Partiamo dalle origini. Per capire bene come l‘Osservatorio di complessità economica classifica la complessità dell’Italia dobbiamo chiederci tre cose: primo chi sono loro, poi che strumento utilizzano e cosa intendono per complessità economica. Loro sono un gruppo di ricercatori del Mit Media Lab che dal 2010 compiono studi sulla misurazione dell’innovazione nei prodotti esportati da un singolo paese. Hanno online un tool interattivo che fornisce dati e strumenti di analisi per aggiornare le classifiche e offrire visualizzazioni di dati per capire rapidamente quali Paesi si scambiano quali prodotti.

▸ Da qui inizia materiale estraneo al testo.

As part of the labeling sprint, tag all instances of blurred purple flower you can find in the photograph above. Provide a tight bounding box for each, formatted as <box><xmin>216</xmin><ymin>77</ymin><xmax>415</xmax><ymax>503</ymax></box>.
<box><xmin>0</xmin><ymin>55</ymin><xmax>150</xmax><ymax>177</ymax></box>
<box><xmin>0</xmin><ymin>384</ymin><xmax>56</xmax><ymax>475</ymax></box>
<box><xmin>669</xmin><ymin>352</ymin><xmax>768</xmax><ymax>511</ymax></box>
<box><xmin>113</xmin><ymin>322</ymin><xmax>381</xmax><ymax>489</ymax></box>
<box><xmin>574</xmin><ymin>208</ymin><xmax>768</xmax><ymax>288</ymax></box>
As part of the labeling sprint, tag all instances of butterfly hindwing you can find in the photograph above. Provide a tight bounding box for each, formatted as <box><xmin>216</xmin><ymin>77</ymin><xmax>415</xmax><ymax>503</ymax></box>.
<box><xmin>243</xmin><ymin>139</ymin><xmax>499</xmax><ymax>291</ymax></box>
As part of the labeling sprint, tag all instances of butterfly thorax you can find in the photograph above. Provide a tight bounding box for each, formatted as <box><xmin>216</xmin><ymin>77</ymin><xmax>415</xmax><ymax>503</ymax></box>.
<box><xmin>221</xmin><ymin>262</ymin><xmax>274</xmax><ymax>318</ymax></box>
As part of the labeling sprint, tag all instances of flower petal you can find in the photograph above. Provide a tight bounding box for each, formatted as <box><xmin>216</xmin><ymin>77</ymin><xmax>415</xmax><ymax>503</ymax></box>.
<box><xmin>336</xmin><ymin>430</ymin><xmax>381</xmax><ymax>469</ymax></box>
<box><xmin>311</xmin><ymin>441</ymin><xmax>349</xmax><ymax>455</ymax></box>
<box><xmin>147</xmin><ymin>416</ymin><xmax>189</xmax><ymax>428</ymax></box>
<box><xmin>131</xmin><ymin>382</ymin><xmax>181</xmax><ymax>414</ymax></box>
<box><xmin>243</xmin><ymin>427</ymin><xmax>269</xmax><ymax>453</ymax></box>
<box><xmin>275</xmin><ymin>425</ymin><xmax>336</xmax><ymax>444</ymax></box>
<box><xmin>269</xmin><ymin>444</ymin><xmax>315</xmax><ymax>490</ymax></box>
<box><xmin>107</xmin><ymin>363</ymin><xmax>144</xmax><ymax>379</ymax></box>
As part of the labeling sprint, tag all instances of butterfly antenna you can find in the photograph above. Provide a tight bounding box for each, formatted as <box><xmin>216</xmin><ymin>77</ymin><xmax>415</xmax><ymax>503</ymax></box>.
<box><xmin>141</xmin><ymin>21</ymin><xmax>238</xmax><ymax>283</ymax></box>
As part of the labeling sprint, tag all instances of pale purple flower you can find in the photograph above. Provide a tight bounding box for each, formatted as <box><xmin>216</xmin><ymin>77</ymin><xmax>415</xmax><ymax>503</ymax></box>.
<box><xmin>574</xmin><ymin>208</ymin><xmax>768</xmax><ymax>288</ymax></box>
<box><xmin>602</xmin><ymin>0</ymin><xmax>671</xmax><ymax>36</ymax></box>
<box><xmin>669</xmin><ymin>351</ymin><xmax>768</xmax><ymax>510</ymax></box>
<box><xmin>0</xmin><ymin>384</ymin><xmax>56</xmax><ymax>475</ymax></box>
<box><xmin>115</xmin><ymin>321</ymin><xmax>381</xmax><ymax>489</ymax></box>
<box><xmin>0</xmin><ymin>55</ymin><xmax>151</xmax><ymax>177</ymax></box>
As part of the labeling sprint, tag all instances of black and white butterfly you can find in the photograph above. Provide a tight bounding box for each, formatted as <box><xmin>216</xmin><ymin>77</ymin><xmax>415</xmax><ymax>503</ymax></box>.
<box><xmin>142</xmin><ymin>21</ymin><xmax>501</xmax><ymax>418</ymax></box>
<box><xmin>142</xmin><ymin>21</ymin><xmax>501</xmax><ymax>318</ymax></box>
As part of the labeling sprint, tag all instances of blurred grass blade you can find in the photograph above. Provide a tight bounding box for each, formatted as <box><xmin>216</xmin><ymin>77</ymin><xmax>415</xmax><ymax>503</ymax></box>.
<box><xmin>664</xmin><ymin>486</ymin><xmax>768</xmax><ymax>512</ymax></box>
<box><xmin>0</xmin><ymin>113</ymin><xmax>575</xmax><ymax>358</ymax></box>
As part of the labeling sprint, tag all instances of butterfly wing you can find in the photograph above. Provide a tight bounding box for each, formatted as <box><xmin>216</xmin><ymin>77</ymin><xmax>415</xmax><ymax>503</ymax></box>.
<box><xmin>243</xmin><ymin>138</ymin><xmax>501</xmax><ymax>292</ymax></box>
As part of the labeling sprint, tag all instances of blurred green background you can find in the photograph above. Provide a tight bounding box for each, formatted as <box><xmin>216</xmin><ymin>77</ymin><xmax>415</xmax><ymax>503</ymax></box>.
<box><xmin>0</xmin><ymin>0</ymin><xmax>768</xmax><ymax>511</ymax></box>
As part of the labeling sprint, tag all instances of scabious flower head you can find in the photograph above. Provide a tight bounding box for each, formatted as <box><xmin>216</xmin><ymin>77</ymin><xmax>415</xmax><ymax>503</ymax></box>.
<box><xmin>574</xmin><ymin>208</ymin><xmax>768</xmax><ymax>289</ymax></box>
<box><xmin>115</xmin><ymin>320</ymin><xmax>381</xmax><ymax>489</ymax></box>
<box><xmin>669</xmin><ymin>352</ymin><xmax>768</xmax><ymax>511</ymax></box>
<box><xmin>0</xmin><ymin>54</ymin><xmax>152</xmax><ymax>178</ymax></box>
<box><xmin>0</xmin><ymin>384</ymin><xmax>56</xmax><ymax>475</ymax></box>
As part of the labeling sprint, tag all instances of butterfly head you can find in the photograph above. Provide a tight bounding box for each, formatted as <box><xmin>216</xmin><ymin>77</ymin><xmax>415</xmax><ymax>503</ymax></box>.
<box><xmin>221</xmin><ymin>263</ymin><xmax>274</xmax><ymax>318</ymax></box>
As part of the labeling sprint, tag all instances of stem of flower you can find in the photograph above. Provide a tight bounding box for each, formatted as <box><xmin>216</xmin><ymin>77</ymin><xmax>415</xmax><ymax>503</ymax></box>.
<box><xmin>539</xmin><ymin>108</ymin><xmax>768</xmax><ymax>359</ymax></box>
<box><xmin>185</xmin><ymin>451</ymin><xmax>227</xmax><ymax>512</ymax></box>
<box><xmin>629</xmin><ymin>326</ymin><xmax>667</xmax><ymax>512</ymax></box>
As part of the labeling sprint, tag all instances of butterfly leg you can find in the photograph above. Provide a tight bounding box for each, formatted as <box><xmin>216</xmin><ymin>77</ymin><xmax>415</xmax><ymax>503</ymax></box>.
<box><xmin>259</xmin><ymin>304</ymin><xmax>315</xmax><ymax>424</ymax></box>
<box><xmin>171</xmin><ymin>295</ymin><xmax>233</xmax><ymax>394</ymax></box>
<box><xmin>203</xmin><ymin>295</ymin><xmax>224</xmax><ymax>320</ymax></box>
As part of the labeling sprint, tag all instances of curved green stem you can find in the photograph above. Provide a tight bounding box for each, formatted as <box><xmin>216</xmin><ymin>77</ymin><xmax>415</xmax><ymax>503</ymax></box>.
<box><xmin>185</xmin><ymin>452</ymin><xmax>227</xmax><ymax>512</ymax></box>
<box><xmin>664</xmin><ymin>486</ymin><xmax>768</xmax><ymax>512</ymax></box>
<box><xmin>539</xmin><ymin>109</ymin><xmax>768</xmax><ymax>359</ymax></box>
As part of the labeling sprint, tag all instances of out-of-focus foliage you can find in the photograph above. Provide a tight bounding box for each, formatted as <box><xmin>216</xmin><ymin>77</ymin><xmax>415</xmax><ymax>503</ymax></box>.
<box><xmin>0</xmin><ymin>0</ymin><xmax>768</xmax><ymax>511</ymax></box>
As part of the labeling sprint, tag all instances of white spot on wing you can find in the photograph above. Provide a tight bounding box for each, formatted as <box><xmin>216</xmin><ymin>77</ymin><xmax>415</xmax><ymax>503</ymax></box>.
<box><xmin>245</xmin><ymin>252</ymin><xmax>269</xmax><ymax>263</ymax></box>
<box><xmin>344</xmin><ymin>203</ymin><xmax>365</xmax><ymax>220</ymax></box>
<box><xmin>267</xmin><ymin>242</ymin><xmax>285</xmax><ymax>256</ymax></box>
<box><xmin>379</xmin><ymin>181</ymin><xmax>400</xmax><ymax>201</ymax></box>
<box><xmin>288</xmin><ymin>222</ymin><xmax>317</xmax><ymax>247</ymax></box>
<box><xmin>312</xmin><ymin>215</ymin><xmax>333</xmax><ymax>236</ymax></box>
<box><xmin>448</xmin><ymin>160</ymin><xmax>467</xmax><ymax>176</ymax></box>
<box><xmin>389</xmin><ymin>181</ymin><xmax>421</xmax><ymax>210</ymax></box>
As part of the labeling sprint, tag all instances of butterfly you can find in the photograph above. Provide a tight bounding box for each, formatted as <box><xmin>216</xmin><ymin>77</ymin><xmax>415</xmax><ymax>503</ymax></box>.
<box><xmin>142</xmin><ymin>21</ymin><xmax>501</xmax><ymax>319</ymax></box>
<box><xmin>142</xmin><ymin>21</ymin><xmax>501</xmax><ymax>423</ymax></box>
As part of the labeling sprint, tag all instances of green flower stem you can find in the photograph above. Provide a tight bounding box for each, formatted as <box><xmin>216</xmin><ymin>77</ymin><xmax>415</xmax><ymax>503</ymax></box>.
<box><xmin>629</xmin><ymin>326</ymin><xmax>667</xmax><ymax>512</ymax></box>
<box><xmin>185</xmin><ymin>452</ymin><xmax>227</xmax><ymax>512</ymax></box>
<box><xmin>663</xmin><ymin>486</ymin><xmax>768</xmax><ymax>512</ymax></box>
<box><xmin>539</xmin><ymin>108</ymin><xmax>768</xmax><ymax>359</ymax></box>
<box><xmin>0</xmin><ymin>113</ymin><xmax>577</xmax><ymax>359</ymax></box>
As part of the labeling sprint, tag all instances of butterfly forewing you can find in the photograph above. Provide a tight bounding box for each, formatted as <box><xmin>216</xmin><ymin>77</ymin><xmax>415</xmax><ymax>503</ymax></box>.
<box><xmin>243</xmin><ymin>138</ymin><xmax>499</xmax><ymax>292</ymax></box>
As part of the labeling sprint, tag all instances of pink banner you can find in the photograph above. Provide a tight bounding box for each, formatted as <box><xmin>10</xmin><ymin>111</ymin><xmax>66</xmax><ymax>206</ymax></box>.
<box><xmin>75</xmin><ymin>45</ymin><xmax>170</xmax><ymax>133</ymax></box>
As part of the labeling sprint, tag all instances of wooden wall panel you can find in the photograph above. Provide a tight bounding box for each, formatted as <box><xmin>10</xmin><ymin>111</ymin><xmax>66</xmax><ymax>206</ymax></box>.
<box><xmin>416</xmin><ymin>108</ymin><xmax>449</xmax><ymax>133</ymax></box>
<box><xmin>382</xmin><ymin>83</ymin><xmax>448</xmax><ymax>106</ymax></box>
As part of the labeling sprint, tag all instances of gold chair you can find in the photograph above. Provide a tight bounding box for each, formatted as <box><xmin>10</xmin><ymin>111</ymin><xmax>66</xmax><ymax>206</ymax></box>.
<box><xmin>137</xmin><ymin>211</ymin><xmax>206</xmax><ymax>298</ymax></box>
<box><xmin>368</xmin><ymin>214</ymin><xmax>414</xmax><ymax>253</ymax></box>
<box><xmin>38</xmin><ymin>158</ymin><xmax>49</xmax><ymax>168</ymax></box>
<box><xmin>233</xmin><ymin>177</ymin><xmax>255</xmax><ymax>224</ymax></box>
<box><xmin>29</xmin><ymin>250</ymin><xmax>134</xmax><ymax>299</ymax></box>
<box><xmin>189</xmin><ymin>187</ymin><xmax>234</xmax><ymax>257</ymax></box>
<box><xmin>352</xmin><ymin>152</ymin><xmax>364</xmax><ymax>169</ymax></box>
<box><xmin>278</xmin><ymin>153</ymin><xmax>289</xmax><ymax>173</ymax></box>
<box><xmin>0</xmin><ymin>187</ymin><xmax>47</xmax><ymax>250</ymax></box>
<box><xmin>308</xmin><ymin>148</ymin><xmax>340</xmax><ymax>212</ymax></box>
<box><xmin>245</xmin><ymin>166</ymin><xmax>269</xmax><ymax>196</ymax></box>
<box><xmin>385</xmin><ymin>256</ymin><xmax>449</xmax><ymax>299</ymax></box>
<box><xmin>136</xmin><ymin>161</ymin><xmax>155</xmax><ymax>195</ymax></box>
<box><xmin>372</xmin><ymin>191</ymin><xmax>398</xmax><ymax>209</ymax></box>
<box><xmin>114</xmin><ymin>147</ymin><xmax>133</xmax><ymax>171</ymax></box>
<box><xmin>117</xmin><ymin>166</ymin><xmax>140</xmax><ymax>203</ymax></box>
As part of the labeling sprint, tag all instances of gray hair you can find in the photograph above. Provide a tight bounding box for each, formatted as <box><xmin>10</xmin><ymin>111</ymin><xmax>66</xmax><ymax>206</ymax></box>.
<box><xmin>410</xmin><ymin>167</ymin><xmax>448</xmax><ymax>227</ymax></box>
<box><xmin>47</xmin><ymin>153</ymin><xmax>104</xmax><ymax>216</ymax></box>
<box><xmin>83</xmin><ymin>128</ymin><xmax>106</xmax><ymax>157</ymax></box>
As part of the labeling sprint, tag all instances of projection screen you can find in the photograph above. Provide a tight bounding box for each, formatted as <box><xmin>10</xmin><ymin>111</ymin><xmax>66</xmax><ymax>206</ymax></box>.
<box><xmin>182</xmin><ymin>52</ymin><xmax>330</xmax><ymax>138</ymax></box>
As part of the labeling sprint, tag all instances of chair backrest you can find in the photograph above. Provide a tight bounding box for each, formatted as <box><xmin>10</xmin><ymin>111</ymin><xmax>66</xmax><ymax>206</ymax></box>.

L’idea di base. Dobbiamo ad Adam Smith l’idea che la divisione (specializzazione) del lavoro è il segreto della ricchezza delle nazioni. In un’interpretazione moderna, la divisione del lavoro nei mercati e nelle organizzazioni è ciò che permette alle conoscenze di pochi di raggiungere molti, rendendoci collettivamente più saggi, più consapevoli e più efficienti. La complessità di un’economia è quindi una misura per valutare le conoscenze utili di una nazione sulla paesi dei prodotti esportati. La loro tesi quindi è che possiamo misurare la complessità economica dal mix di questi prodotti che i paesi sono in grado di produrre. L’indice si chiama Pci (Product Complexity Index) e per una spiegazione più esaustiva su come viene calcolato. La composizione dei prodotti più esportati dà origine all’Economic Complexity Index (Eci), che è quindi la misura della complessità di una economia nazionale.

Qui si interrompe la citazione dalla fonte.